Si Paul Snider volviera de entre los muertos no tendría más argumentos que exponer que la mató porque era suya. Un razonamiento de australopiteco venido a menos. Y que me perdonen los australopitecos  “O mía, o de nadie, sí, ¿qué pasa?”, nos diría Paul Snider mientras se repeina otra vez la coronilla y se ajusta la huevada. El raciocinio cebollino. La cejijuntez de la mirada. La culminación asesina del machomán de las galaxias.

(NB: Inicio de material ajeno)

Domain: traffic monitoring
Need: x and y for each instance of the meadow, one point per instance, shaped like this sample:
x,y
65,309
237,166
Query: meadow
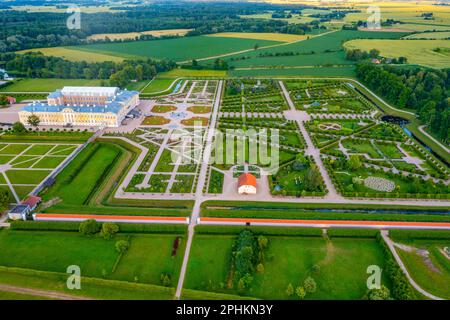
x,y
180,49
134,35
323,50
46,85
210,261
432,276
72,54
282,37
42,250
416,51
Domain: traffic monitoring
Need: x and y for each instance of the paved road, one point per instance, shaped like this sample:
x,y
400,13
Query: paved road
x,y
325,223
41,293
311,149
201,183
399,261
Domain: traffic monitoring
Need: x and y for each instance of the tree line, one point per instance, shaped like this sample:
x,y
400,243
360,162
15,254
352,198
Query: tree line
x,y
427,91
21,30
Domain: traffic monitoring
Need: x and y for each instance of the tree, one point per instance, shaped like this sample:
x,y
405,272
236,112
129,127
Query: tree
x,y
310,285
300,292
313,178
18,128
109,229
262,242
382,293
4,198
3,100
354,163
260,268
33,120
89,227
290,290
122,246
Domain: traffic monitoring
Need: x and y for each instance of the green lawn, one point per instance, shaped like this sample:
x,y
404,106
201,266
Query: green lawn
x,y
83,174
55,251
435,281
46,85
289,260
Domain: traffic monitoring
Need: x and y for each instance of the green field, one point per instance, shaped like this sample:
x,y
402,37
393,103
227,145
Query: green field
x,y
46,251
179,49
325,50
46,85
288,260
416,51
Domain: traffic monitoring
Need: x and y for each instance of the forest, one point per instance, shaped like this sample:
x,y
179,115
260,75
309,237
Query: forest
x,y
426,91
25,30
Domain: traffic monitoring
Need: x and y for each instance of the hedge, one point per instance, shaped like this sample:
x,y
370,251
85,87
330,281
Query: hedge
x,y
401,289
75,226
264,230
352,233
420,234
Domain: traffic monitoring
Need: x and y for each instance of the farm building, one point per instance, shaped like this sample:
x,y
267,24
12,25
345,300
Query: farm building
x,y
247,184
83,106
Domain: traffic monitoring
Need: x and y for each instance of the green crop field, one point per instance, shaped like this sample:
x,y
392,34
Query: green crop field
x,y
46,85
416,51
325,50
179,49
289,260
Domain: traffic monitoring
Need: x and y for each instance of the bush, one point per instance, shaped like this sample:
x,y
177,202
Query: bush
x,y
90,227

Y el machomán de las galaxias, para nuestro sonrojo evolutivo, es una especie que nunca está en vías de extinción, como demuestra que este crimen de “Star 80” lo vemos casi a diario en los telediarios del siglo XXI. Y da igual la clase alta que la clase baja; las mansiones de Hollywood que los pisos de extrarradio. Da lo mismo oriundos que emigrantes; gente resalada que gente retorcida. Inteligentes que bobos. Es igual. Los machomanes son como los estúpidos que describió Carlo Cipolla en su libro celebérrimo: una plaga bíblica y universal.

Sí, queridos amigos de “El hombre y la tierra”: el chuloputas se reproduce sin parar porque siempre encuentra quien escucha sus gilipolleces genéticas, y sus galanterías engominadas. Y es un poco incomprensible en ocasiones. A veces estos tipos son silenciosos, escurridizos, y no se les ve venir hasta el final. Son guapos, educados, intachables... Pero estos ejemplares de los que hablamos, como el tal Paul Snider de la película -y ay, también, de la vida real,  lucen plumas multicolores, y se gallean como bípedos implumes. Se les ve venir a la legua. La misma Dorothy Stratten quedó deslumbrada por la “sofisticación” de este imbécil palmario que la sedujo mientras pisaba el acelerador de su buga.  Pobre mujer... La inexperiencia de la vida. Y el amor, que es ciego.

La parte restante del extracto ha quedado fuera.